Heron

Heron is designed to be run in clustered, scheduler-driven environments. It can be run in a multi-tenant or dedicated clusters. Furthermore, Heron supports multiple clusters and a user can submit topologies to any of these clusters. Each of the cluster can use different scheduler. A typical Heron deployment is shown in the following figure.

Heron Deployment

A Heron deployment requires several components working together. The following must be deployed to run Heron topologies in a cluster:

Scheduler — Heron requires a scheduler to run its topologies. It can be deployed on an existing cluster running alongside other big data frameworks. Alternatively, it can be deployed on a cluster of its own. Heron currently supports several scheduler options:
- Aurora
- Local
- Slurm
- YARN
State Manager — Heron state manager tracks the state of all deployed topologies. The topology state includes its logical plan, physical plan, and execution state. Heron supports the following state managers:
- Local File System
- Zookeeper
Uploader — The Heron uploader distributes the topology jars to the servers that run them. Heron supports several uploaders
Metrics Sinks — Heron collects several metrics during topology execution. These metrics can be routed to a sink for storage and offline analysis. Currently, Heron supports the following sinks
- File Sink
- Graphite Sink
- Scribe Sink
Heron Tracker — Tracker serves as the gateway to explore the topologies.

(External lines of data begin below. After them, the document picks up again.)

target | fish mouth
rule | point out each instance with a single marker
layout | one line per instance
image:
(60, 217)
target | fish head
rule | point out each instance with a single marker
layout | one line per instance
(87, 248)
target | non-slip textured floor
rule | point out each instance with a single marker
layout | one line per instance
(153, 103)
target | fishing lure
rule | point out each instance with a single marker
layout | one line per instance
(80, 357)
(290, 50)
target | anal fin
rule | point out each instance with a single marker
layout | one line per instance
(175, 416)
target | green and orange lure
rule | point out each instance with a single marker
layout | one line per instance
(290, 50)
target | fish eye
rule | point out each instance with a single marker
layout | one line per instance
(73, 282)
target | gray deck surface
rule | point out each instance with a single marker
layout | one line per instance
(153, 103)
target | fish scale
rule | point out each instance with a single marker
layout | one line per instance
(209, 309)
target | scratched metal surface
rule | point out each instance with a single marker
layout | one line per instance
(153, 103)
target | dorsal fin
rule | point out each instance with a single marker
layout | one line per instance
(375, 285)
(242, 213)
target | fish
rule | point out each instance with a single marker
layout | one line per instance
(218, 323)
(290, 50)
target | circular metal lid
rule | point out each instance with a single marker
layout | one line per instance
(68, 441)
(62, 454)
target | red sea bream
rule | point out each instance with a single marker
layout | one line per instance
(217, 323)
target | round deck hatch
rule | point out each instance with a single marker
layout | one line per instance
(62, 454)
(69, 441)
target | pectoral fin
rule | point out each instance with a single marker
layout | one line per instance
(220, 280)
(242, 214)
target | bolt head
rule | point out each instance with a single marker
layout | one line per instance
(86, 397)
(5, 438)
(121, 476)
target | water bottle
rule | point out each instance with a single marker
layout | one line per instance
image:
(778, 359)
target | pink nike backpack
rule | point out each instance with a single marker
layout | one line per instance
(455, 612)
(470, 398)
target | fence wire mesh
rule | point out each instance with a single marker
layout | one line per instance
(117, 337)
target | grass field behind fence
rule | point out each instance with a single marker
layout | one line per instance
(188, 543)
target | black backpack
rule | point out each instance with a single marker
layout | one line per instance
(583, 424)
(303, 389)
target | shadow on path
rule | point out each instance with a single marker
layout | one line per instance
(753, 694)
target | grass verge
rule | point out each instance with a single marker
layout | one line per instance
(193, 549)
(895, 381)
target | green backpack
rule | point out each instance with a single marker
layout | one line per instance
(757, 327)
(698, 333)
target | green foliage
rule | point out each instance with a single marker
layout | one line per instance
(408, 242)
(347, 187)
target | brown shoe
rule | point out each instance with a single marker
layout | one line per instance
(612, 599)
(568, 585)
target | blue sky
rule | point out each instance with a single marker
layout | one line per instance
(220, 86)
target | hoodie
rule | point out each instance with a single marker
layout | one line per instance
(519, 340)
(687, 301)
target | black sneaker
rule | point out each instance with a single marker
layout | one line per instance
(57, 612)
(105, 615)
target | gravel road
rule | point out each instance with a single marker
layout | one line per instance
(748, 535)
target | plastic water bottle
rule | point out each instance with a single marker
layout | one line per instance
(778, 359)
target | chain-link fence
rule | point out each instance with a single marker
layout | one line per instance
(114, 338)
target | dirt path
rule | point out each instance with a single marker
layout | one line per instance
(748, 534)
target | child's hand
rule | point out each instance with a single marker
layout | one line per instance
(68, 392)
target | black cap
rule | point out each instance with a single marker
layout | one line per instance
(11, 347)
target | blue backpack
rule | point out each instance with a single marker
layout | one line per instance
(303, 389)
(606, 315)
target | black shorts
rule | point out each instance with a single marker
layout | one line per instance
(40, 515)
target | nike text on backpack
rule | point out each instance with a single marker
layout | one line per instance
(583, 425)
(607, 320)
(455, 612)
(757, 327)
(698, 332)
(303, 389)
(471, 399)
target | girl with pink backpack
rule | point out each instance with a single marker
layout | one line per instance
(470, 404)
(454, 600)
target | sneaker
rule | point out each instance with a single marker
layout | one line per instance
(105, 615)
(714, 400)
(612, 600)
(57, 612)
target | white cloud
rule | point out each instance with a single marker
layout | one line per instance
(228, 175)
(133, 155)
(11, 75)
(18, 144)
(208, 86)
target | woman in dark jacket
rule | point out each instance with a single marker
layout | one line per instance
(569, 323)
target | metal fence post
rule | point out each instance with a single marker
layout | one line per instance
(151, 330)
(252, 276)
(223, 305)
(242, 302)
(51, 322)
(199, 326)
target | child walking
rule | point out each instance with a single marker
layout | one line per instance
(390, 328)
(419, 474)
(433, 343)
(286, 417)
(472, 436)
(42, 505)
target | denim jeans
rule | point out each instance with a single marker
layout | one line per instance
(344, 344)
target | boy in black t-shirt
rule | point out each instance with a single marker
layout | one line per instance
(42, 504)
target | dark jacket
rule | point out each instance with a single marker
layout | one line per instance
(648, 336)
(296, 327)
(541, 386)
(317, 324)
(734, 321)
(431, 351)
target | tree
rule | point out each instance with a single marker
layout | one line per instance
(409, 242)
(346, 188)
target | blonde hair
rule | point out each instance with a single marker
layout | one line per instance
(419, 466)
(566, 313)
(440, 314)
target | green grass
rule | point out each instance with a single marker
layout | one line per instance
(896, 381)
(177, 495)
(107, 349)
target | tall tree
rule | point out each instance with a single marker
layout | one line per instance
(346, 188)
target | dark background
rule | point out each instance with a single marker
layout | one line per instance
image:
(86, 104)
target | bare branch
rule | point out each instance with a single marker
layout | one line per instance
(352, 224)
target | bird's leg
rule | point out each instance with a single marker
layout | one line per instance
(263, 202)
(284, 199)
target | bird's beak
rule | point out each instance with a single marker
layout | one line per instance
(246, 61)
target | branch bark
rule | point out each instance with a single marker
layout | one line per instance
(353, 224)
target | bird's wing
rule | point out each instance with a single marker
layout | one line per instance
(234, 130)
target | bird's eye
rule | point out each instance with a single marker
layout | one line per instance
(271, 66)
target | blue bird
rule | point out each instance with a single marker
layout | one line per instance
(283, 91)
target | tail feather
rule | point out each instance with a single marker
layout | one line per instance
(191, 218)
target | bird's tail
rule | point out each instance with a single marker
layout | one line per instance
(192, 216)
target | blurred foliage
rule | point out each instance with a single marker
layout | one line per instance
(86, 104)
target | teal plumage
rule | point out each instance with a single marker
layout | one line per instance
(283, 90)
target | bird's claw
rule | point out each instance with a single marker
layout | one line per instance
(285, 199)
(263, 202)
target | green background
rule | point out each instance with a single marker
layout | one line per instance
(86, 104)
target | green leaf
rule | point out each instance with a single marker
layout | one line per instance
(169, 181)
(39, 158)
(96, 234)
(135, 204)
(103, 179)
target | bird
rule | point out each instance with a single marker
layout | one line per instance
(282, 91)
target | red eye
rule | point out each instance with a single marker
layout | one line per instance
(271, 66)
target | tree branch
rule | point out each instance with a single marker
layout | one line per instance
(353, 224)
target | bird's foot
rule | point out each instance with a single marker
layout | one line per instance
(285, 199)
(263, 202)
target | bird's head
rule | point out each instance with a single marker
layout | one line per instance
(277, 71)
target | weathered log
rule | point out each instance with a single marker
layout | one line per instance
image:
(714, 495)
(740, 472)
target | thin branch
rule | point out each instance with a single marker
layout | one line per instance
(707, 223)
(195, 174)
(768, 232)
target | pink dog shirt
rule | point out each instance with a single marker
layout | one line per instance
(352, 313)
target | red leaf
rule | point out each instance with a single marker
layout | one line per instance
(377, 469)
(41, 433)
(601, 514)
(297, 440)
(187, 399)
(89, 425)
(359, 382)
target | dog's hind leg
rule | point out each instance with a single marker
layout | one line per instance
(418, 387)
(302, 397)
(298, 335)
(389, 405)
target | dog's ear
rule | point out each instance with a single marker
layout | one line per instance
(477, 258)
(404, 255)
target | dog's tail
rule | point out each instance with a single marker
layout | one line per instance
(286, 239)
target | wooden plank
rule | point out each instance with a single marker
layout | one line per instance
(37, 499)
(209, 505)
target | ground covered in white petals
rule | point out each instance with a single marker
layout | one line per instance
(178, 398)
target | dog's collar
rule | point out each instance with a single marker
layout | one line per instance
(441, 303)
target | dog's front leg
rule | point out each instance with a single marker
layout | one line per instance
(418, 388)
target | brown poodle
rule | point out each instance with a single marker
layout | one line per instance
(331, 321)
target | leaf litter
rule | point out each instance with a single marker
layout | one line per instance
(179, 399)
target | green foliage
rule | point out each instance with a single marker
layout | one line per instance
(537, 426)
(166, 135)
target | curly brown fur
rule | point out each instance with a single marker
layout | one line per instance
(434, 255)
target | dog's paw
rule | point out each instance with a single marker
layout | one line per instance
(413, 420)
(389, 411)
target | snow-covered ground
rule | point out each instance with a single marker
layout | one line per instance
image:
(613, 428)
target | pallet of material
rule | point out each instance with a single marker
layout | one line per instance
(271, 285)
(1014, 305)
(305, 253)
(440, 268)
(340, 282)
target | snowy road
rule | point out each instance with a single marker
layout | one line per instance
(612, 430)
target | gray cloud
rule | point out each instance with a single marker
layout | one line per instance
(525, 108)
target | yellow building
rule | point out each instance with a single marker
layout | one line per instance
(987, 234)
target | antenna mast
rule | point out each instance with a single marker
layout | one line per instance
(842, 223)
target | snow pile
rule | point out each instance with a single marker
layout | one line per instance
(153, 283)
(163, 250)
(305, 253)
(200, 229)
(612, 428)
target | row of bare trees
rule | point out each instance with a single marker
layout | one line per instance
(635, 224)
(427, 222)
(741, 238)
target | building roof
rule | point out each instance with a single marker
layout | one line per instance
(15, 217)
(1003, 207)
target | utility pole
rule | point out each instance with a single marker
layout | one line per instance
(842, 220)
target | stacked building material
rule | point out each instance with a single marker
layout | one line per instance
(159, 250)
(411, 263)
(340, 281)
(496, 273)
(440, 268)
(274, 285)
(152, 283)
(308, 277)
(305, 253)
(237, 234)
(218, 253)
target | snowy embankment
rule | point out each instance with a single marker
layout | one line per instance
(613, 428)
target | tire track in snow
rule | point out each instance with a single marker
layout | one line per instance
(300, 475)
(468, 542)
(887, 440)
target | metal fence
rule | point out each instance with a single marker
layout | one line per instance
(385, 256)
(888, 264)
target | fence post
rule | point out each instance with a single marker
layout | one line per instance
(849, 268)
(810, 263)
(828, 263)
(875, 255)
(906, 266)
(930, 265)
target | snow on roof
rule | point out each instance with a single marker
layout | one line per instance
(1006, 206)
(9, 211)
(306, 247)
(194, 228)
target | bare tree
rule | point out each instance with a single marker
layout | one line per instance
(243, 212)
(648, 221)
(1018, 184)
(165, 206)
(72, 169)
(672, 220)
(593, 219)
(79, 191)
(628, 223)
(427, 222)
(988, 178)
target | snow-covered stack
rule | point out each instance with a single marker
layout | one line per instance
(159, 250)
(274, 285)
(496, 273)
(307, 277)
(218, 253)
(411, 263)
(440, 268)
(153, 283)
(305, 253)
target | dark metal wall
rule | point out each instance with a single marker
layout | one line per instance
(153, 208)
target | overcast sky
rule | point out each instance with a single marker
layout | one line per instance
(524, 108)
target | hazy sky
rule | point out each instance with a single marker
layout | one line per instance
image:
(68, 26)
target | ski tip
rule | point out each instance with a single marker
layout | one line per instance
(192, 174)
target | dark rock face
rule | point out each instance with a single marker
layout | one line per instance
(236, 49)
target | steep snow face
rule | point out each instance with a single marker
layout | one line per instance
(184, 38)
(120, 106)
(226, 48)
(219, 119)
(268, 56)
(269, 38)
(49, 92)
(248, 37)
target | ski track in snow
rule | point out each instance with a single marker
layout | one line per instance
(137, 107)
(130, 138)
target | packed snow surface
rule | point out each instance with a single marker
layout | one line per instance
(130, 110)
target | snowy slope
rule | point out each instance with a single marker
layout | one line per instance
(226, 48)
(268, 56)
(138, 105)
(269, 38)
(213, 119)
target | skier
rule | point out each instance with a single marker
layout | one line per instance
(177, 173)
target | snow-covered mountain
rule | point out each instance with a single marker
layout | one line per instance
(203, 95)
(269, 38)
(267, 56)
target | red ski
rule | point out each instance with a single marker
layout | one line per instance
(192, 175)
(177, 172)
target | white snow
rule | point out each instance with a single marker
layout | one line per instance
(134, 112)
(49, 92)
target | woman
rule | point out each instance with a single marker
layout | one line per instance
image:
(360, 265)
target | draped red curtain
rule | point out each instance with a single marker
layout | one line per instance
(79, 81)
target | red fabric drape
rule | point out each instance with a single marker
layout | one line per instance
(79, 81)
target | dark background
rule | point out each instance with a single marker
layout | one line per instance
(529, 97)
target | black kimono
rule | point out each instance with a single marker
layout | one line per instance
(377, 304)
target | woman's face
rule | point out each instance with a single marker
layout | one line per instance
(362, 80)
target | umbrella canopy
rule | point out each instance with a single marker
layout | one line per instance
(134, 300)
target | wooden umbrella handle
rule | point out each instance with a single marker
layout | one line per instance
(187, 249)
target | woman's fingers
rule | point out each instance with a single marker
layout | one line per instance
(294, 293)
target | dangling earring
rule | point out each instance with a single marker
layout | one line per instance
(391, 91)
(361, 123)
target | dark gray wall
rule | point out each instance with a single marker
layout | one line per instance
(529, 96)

It exposes a REST API for exploring logical plan, physical plan of the topologies and also for fetching metrics from them.
Heron UI — The UI provides the ability to find and explore topologies visually. UI displays the DAG of the topology and how the DAG is mapped to physical containers running in clusters. Furthermore, it allows the ability to view logs, take heap dump, memory histograms, show metrics, etc.